US2-mediated Immune Evasion: A Novel Strategy For Generating Hypoimmunogenic iPSC Lines

Background & Aim

Mismatches in HLA haplotypes between donors and recipients significantly increase the risk of graft failure due to immune rejection. While knocking out beta-2 microglobulin (B2M) is the current standard for preventing HLA class I surface expression and protecting stem cell-derived products from allogeneic rejection, the complete ablation of HLA-I molecules can impair natural killer (NK) cell “self” recognition and disrupt critical immune-regulatory interactions.

Methodology

To address these challenges, we developed a novel hypoimmunogenic induced pluripotent stem cell (iPSC) line by inserting the cytomegalovirus-derived US2 encoding sequence into the AAVS1 safe harbor locus.
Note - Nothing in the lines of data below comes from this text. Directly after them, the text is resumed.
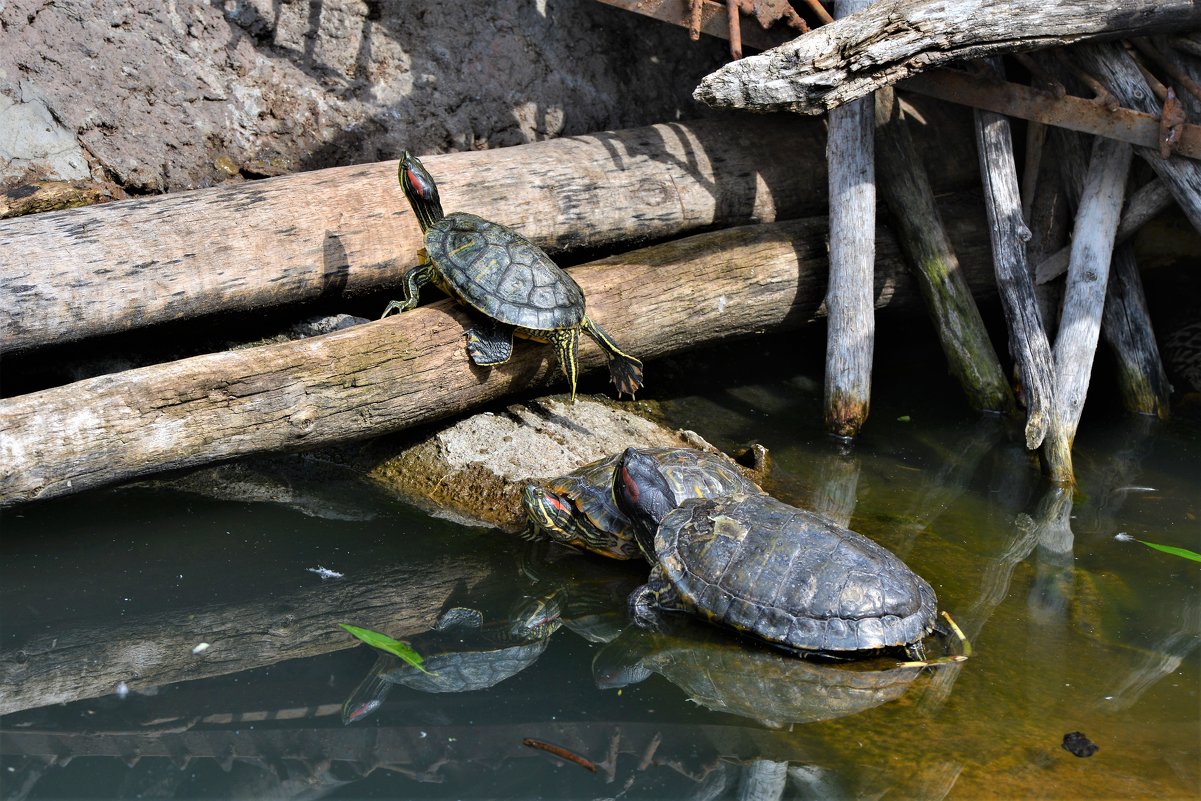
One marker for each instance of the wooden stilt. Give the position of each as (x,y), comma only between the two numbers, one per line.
(852,324)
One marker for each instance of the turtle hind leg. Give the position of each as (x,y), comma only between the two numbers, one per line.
(625,370)
(414,280)
(567,341)
(490,342)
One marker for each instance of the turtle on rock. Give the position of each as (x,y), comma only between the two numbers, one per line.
(768,569)
(508,279)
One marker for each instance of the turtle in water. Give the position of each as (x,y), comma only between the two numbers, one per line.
(578,509)
(508,279)
(460,653)
(747,680)
(762,567)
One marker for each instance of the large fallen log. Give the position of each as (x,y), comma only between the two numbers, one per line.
(412,368)
(67,275)
(895,39)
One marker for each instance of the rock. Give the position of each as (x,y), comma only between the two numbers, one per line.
(169,96)
(474,471)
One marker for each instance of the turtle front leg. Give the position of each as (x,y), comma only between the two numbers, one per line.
(414,280)
(625,370)
(490,344)
(567,344)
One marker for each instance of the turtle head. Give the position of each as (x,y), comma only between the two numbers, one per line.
(644,495)
(420,190)
(556,516)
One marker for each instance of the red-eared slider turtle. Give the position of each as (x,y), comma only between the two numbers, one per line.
(507,278)
(759,683)
(769,569)
(460,653)
(578,509)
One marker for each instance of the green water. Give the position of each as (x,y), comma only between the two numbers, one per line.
(1071,629)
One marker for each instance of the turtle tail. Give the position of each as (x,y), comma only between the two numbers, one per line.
(625,370)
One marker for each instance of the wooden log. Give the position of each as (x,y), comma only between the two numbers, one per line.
(72,663)
(933,263)
(1027,339)
(1145,204)
(1092,246)
(66,275)
(850,334)
(412,368)
(1119,75)
(895,39)
(1127,327)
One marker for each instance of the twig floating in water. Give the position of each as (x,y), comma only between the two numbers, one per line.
(559,751)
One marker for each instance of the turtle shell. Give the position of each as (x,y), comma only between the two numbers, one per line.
(691,473)
(790,577)
(502,274)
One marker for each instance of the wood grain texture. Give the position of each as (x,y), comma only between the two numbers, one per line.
(895,39)
(1027,339)
(1080,323)
(412,368)
(67,275)
(906,190)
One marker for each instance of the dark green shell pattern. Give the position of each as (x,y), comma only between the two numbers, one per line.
(503,274)
(790,577)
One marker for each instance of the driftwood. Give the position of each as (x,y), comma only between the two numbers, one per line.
(412,368)
(852,324)
(1027,339)
(922,238)
(66,275)
(1080,324)
(895,39)
(1110,64)
(67,664)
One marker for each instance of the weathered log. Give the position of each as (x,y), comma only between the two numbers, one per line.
(895,39)
(850,336)
(412,368)
(1092,246)
(1121,76)
(1027,339)
(71,663)
(1145,203)
(1127,327)
(933,264)
(66,275)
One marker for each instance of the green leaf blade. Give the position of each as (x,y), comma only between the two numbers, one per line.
(387,644)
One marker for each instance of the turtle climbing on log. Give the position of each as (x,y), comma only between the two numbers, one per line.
(508,279)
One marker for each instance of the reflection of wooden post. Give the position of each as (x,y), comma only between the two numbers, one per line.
(1027,339)
(852,326)
(933,263)
(1092,245)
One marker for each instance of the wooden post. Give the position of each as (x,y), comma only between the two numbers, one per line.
(1092,245)
(933,263)
(412,368)
(852,323)
(1027,339)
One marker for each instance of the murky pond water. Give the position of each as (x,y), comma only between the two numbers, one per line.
(1071,629)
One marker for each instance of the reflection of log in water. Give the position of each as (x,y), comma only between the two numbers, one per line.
(76,663)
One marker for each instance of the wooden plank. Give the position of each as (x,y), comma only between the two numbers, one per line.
(412,368)
(895,39)
(66,275)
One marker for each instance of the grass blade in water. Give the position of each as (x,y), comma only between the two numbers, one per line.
(1167,549)
(384,643)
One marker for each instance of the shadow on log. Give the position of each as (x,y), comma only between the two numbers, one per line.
(411,369)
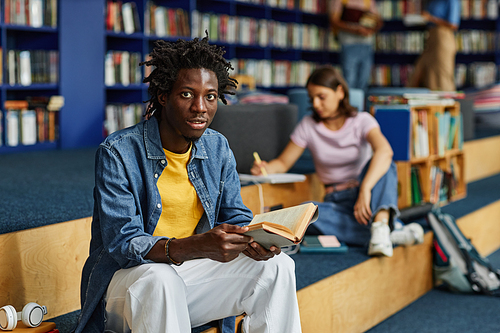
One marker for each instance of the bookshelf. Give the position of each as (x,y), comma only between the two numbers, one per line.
(29,43)
(82,40)
(427,141)
(398,46)
(277,42)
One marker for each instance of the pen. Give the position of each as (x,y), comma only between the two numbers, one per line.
(258,160)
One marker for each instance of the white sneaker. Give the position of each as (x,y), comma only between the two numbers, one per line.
(411,234)
(380,242)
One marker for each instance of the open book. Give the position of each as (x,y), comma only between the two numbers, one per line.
(282,227)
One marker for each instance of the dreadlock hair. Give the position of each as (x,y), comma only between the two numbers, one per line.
(168,58)
(328,76)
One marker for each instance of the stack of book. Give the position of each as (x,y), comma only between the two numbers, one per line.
(44,327)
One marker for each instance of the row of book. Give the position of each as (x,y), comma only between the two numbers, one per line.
(407,42)
(162,21)
(396,10)
(31,121)
(443,184)
(435,136)
(251,31)
(274,73)
(476,74)
(286,4)
(34,13)
(413,42)
(122,17)
(122,67)
(391,75)
(476,41)
(26,67)
(479,9)
(310,6)
(119,116)
(470,9)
Transcriptomic analysis of the modified cells, confirmed that US2 expression preserves stemness and differentiation capacity into both endothelial cells (ECs) and kidney organoids.

Results

Flow cytometry (FACS) analysis revealed that US2-expression abrogates HLA-A2 cell surface expression while retaining low levels of non-classical HLA molecules. In co-culture assays, US2 expression abolishes HLA-A2 alloreactive T cell activation and significantly lowers NK cell activation and degranulation compared to B2M KO ECs, demonstrating superior evasion of "missing self"-mediated NK cell responses.

Conclusion

These findings establish US2-mediated "stealth" technology as a refined alternative to B2M knockout, offering selective modulation of HLA expression to mitigate immune rejection while preserving critical immune-regulatory interactions.